Draft 2 of the Trusted Exchange Framework and Common Agreement consists of three main components:
- The Trusted Exchange Framework (TEF) Draft 2: A common set of principles designed to facilitate trust between HINs and by which all HINs should abide to enable widespread data exchange. The principles in the TEF are foundational concepts that guide the development of the Common Agreement. The TEF includes such abiding principles as standardization, transparency, cooperation and non-discrimination, privacy, security, and safety, as well as patient access and population-level data.
- The Minimum Required Terms and Conditions (MRTCs) Draft 2: Mandatory terms and conditions that QHINs voluntarily agree to follow. The Common Agreement will include the MRTCs, as well as additional required terms and conditions developed by an industry-based Recognized Coordinating Entity (RCE) that will oversee implementation and adherence to the Common Agreement. The MRTCs include requirements around such things as data quality and minimum necessary. Other terms and conditions found in the MRTCs align with the principles set forth in the TEF.
- The QHIN Technical Framework (QTF) Draft 1: This document is incorporated by reference in the Common Agreement. The QTF details the technical and functional requirements for interoperability among QHINs, including specification of the standards QHINs must implement to enable QHIN-to-QHIN exchange of information.
In its comments, AHIMA supports the Framework’s call for adherence to applicable standards for EHI and interoperability that have been adopted by the Department of Health and Human Services, approved for use by the Office of the National Coordinator for Health IT (ONC), or identified by ONC in the Interoperability Standards Advisory.
AHIMA also agrees with ONC’s recommendation that QHINs should ensure that data exchange within their own network and with other QHINs meet minimum quality standards by using testing and onboarding programs to verify minimum quality levels, including ONC’s Patient Demographic Data Quality (PDDQ) Framework to evaluate the quality of patient demographic data. AHIMA also supported the requirement that QHINs must annually evaluate their patient demographic data management practices using the PDDQ Framework.

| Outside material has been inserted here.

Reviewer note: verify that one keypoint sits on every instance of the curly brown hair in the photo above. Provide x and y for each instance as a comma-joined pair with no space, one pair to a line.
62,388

AHIMA also supports the requirement under Draft 2 of the Framework that a QHIN and their Participants should follow certain privacy practices including the provision of a written privacy notice in plain language similar to ONC’s Model Privacy Notice. This is critical because some QHINs may be a non-HIPAA entity and are therefore not required to provide a notice of privacy practices under HIPAA.
AHIMA has long advocated that consumer access to their health information is essential to improving health and healthcare, and in its comments highlights its continued support for efforts that enhance the ability of healthcare consumers to access their health information while improving the workflow for the health information management professionals who are often tasked with fulfilling those requests.
Finally, with respect to a question posed by ONC as to whether QHINs should meet a minimum acceptable patient matching rate and/or whether QHINs should measure and report on the performance of the algorithm(s) they rely on, AHIMA recommended that ONC and the RCE work with QHINs, Participants, and Participant Members to develop consensus minimum performance standards prior to implementation of such a requirement. AHIMA suggested that this reporting could help shed further light on the extent of the variation in patient matching algorithms, identify gaps as they relate to certain patient populations (including homeless and pediatrics), and help drive innovation in improving algorithm performance.